Restaurant Review: Kitchen in the South End
Of all the presentations, though, mushrooms “under glass” ($15) is the most curious and arresting. It’s a superior sauté of wild mushrooms on homemade brioche toast, mixed with crumbled house-made cheddar and served under a high glass cloche that looks like something from a 19th-century specimen lab. The lifting of the bell-shaped cover makes for a heady olfactory experience—too heady, actually, owing to insufficiently burned-off alcohol from the white wine that Herritt sprinkles over the mushrooms and cheddar at the last minute. The glass is Herritt’s tribute to the fancy pheasant recipes that have appeared in The Virginia Housewife and James Beard cookbooks. Ultimately, it fails. But it fails in an interesting, ambitious way that makes you wonder what his next historical adventure will be.

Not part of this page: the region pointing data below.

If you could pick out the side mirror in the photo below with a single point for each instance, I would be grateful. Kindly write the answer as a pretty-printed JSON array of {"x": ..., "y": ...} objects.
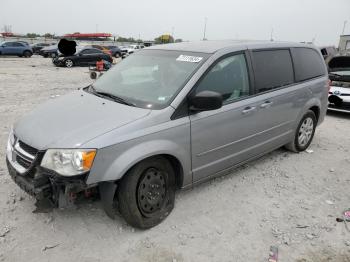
[{"x": 205, "y": 101}]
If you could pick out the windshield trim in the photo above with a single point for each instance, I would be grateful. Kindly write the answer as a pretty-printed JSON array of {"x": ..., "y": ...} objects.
[{"x": 155, "y": 106}]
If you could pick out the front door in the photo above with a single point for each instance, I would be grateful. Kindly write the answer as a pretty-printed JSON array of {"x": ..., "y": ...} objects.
[{"x": 224, "y": 137}]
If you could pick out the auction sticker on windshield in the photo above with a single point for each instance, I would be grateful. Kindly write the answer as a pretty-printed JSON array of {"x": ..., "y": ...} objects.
[{"x": 188, "y": 58}]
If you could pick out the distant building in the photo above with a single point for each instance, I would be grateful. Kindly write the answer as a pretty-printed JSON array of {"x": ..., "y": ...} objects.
[{"x": 88, "y": 36}]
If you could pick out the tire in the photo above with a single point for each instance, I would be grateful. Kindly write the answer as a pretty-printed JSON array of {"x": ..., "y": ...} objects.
[
  {"x": 68, "y": 63},
  {"x": 304, "y": 133},
  {"x": 27, "y": 53},
  {"x": 146, "y": 194}
]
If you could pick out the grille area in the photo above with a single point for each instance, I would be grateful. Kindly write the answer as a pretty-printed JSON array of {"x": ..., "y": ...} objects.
[
  {"x": 24, "y": 154},
  {"x": 23, "y": 162}
]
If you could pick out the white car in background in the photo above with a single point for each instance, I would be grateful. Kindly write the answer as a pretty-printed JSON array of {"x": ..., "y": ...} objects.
[
  {"x": 339, "y": 93},
  {"x": 132, "y": 48}
]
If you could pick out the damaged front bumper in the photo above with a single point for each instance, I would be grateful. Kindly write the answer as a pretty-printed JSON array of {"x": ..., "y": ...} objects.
[
  {"x": 45, "y": 184},
  {"x": 23, "y": 163}
]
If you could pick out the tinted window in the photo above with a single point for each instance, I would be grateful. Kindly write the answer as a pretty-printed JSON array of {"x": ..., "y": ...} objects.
[
  {"x": 229, "y": 77},
  {"x": 308, "y": 63},
  {"x": 272, "y": 69},
  {"x": 91, "y": 51}
]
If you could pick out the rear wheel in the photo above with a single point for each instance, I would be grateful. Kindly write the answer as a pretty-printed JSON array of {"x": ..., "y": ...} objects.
[
  {"x": 68, "y": 63},
  {"x": 304, "y": 134},
  {"x": 27, "y": 53},
  {"x": 146, "y": 194}
]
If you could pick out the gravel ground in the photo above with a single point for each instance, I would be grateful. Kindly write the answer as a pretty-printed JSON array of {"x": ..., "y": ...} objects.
[{"x": 282, "y": 199}]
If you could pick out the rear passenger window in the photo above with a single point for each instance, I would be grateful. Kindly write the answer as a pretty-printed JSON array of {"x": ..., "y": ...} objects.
[
  {"x": 308, "y": 63},
  {"x": 272, "y": 69}
]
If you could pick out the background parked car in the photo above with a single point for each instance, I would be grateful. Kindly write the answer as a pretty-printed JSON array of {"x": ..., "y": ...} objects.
[
  {"x": 339, "y": 93},
  {"x": 16, "y": 48},
  {"x": 84, "y": 57},
  {"x": 49, "y": 51},
  {"x": 38, "y": 46},
  {"x": 116, "y": 51},
  {"x": 328, "y": 51},
  {"x": 132, "y": 48},
  {"x": 100, "y": 47}
]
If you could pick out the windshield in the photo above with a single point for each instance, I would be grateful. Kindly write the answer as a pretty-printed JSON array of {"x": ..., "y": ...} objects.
[{"x": 150, "y": 78}]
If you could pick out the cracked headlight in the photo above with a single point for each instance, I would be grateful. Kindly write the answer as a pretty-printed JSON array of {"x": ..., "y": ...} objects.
[{"x": 69, "y": 162}]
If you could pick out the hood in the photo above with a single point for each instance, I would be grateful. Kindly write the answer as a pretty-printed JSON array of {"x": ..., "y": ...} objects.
[{"x": 72, "y": 120}]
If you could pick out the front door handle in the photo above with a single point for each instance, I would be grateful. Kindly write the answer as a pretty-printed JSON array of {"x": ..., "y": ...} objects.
[
  {"x": 266, "y": 104},
  {"x": 248, "y": 109}
]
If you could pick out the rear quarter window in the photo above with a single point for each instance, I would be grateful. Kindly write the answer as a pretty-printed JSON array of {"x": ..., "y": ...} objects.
[
  {"x": 308, "y": 63},
  {"x": 272, "y": 69}
]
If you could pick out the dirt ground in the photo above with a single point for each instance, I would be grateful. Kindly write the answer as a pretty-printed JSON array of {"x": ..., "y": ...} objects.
[{"x": 283, "y": 199}]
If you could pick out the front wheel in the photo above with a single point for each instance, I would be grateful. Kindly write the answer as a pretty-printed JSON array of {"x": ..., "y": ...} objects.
[
  {"x": 304, "y": 133},
  {"x": 146, "y": 194}
]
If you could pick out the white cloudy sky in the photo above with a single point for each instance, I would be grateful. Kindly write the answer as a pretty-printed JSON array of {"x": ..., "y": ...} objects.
[{"x": 291, "y": 20}]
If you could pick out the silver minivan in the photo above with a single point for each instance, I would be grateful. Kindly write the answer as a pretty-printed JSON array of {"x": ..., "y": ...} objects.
[{"x": 169, "y": 117}]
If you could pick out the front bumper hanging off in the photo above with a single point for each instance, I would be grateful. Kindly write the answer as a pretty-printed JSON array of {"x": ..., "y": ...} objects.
[
  {"x": 61, "y": 191},
  {"x": 46, "y": 185}
]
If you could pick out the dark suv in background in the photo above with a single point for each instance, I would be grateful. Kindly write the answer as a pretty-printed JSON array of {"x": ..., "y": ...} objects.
[
  {"x": 38, "y": 46},
  {"x": 16, "y": 48},
  {"x": 84, "y": 57}
]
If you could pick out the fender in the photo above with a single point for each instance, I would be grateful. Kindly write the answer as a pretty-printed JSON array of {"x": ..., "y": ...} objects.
[{"x": 129, "y": 156}]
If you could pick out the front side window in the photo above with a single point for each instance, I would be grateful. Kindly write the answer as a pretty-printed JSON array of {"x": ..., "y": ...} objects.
[
  {"x": 150, "y": 78},
  {"x": 229, "y": 77},
  {"x": 272, "y": 69}
]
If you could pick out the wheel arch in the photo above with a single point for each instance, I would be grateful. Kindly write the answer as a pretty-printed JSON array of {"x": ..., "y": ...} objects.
[{"x": 178, "y": 158}]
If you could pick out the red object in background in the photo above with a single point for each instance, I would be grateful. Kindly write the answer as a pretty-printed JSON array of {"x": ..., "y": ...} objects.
[
  {"x": 89, "y": 35},
  {"x": 7, "y": 34},
  {"x": 99, "y": 65}
]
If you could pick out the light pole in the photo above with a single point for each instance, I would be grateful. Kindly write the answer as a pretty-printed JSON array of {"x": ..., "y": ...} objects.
[
  {"x": 271, "y": 35},
  {"x": 345, "y": 22},
  {"x": 205, "y": 27}
]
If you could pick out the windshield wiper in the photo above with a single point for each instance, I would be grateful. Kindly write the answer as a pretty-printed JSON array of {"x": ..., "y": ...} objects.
[{"x": 110, "y": 96}]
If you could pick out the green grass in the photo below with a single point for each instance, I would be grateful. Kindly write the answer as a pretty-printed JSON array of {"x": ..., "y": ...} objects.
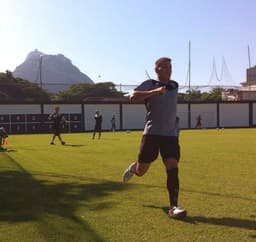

Beyond the dates on the menu, you won’t learn much from it—or from the servers—unless you ask, and even then their answers won’t necessarily match what Herritt says. True, nobody wants to read a Wikipedia entry on a menu, but a bit more background would help. Another glitch: It’s nice that the bread is heated to order, and that when it comes it’s a fresh homemade dinner roll with good butter, but it’s less nice that the server doesn’t tell you this, and that even if she encouragingly puts butter on the table, the bread might not come until the first courses do.